Projecting future local hydroclimatology: A framework for local water resource planners in the Animas River Basin at Durango, Colorado

Spring snowmelt provides up to 50--80% annual streamflow for much of the western US. However, increasing temperatures and decreasing precipitation have begun to affect the timing and magnitude of this process. This could begin to have serious implications for the region's water resources. Predicting future changes in hydroclimatology will provide a serious challenge for local water resource planners. The goal of this research was to project future changes in local winter and spring air temperature and precipitation along with impacts on stream flow for a typical small snowmelt fed river basin in the western US, the Animas River Basin in SW Colorado.;Following a historical analysis of basinwide hydroclimatology, statistical downscaling increased the resolution of, and built a linear relationship between, historical upper atmospheric reanalysis data to surface level mean air temperature and precipitation for several climate stations located across the basin.

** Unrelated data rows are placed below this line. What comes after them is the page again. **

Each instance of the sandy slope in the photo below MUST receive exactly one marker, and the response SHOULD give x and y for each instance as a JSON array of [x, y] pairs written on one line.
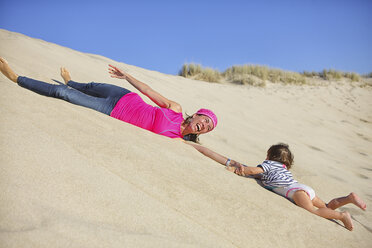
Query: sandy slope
[[72, 177]]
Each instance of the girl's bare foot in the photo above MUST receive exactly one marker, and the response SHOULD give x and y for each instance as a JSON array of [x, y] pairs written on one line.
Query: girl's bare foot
[[65, 74], [7, 71], [354, 198], [346, 219]]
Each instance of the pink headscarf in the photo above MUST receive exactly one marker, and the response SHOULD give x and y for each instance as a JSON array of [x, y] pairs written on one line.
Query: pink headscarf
[[210, 114]]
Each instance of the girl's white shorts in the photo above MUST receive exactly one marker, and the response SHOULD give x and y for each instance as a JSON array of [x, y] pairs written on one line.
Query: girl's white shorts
[[289, 190]]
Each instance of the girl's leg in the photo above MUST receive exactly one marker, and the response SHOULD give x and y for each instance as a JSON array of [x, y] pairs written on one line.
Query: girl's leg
[[103, 105], [351, 198], [7, 71], [94, 89], [303, 200]]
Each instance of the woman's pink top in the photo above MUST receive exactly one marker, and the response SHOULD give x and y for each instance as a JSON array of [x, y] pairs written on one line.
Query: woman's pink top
[[132, 109]]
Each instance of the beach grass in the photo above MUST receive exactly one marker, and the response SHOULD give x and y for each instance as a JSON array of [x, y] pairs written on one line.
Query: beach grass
[[258, 75]]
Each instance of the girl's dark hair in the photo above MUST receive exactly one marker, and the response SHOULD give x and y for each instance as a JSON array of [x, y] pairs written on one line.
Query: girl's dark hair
[[280, 153], [191, 137]]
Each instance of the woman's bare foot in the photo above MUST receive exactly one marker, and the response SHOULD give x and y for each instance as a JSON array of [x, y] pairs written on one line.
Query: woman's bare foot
[[346, 219], [7, 71], [65, 74], [354, 198]]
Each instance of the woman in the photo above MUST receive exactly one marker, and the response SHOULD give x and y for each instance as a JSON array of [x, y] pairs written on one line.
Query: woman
[[120, 103]]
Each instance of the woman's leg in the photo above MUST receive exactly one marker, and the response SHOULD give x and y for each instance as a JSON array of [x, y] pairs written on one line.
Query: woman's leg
[[7, 71], [351, 198], [94, 89], [303, 200], [103, 105]]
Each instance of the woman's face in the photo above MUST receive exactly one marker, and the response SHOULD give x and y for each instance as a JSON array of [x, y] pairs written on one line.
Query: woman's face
[[200, 124]]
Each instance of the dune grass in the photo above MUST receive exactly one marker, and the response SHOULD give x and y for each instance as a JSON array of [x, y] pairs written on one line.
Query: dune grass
[[258, 75]]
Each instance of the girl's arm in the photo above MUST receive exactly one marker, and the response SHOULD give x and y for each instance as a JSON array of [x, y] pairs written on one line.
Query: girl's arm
[[158, 99], [232, 165]]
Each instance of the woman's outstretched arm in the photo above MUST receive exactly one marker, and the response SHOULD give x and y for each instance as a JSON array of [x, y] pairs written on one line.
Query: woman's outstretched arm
[[157, 98], [232, 165]]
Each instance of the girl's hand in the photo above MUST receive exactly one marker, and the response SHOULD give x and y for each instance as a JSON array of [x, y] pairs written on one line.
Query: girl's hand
[[117, 73], [237, 168]]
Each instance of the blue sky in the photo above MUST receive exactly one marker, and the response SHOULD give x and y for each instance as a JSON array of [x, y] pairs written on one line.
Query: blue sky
[[164, 34]]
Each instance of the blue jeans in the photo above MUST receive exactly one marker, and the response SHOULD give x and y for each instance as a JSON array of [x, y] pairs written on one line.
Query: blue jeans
[[97, 96]]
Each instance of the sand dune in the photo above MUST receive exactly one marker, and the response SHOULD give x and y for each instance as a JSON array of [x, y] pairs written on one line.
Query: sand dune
[[72, 177]]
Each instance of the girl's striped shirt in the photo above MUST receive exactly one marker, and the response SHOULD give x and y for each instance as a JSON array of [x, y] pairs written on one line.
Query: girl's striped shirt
[[275, 174]]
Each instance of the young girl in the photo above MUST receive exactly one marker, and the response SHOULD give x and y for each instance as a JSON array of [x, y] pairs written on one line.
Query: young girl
[[274, 175]]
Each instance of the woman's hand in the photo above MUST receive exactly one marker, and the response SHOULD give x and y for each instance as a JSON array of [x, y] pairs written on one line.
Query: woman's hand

The same technique then increased the resolution of two GCMs from the Intergovernmental Panel on Climate Change (IPCC) over three scenarios using the same relationships between the historical upper atmospheric reanalysis data and the surface station climate data. Snowmelt streamflow magnitude and timing were then projected to 2099 based on their historical relationship to mean monthly winter and spring air temperature and precipitation while the snowmelt runoff model (SRM) projected losses/gains in basinwide snowmelt runoff relative to historical means. Results indicated a shift in both the timing and magnitude of peak spring streamflow resulting from increasing spring temperatures and decreasing winter precipitation across the basin. Despite these initial hydroclimatogical projections, a survey of water resource planners across the Animas River Basin revealed that little climate change research is currently included in basinwide plans. This study can provide local level water resource planners with a framework to incorporating climate change research into future water resource planning, something that is currently lacking in the relevant scientific literature.